Commercial Property Noise – Statutory Nuisance

freeholderDo you live next door to or above a shop?  It’s always been quiet after closing time but the new leaseholder changed the use of the shop – manufacturing and selling furniture.  This has changed your life and the lives of neighbors living within the vicinity.

You and your neighbors have spoken to the leaseholder or shop keeper in an amicable way.  You have subsequently written a letter of complaint to the freeholder, because the shop keeper continues to engage in the production of furniture.  The manufacturing of furniture involves a lot of drilling and hammering, which in turn creates a lot of unpleasant noise – this could constitute as statutory nuisance.

Now the furniture may be beautiful and the business is successful, but it shouldn’t be at the cost of public health and well being.  There are laws against out of office hours noise that causes discomfort to residents.  According to the Environmental Protection Act 1990, any noise affecting your health or causing any disturbance to you in your property is considered a statutory nuisance.

You should be able to enjoy the comfort of your home without the need for reasonable complaint against noise from an unreasonable neighbour.  The local authorities are responsible for addressing issues such as noise disturbances.

Those noises could come from a shop, another residential property or even garden.  If your neighbour has decided to make furniture in their back garden for commercial purposes, the council should have been notified and planning permission should have been granted or denied.

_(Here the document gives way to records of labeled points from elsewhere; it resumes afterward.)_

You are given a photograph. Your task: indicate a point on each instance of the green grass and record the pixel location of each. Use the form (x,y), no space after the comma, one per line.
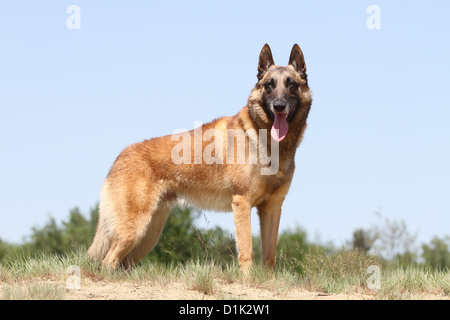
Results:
(344,272)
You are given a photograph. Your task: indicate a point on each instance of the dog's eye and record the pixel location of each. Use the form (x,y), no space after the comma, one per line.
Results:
(292,85)
(269,84)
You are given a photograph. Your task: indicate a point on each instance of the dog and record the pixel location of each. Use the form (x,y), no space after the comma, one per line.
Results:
(151,177)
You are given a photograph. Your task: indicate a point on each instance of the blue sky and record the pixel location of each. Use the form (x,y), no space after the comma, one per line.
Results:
(378,132)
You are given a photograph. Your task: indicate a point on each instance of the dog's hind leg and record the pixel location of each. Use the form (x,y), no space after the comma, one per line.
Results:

If your neighbour or the leaseholder/shop keeper does not cooperate and come to an agreement with you and your neighbours, you should initially report it to the freeholder of the property.  If the freeholder doesn’t resolve the problem, your next step would be to contact the planning department of your local authority.  Your neighbour requires planning permission to start a furniture business in a residential area.

If planning permission was granted, the council would have applied restrictions to the business in relation to opening hours and noise levels.  The council might have even applied higher restrictions to the planning application, such as ‘no manufacturing of furniture’.  In other words, your neighbour may well be entitled to sell furniture but the council has disallowed any production of furniture precisely because of the nuisance it may cause to residents in the area.

In summary, if you are affected by noise polution and disturbances – statutory nuisance – your first course of action would be to speak to and write to the leaseholder and express your concerns.  Your second course of action would be to involve your neighbours and make a formal complaint to the freeholder.  Your third course of action would be to contact the planning enforcement team of your local authority.  In some instances, a property solicitor could help you as a mediator and help you also to seek compensation.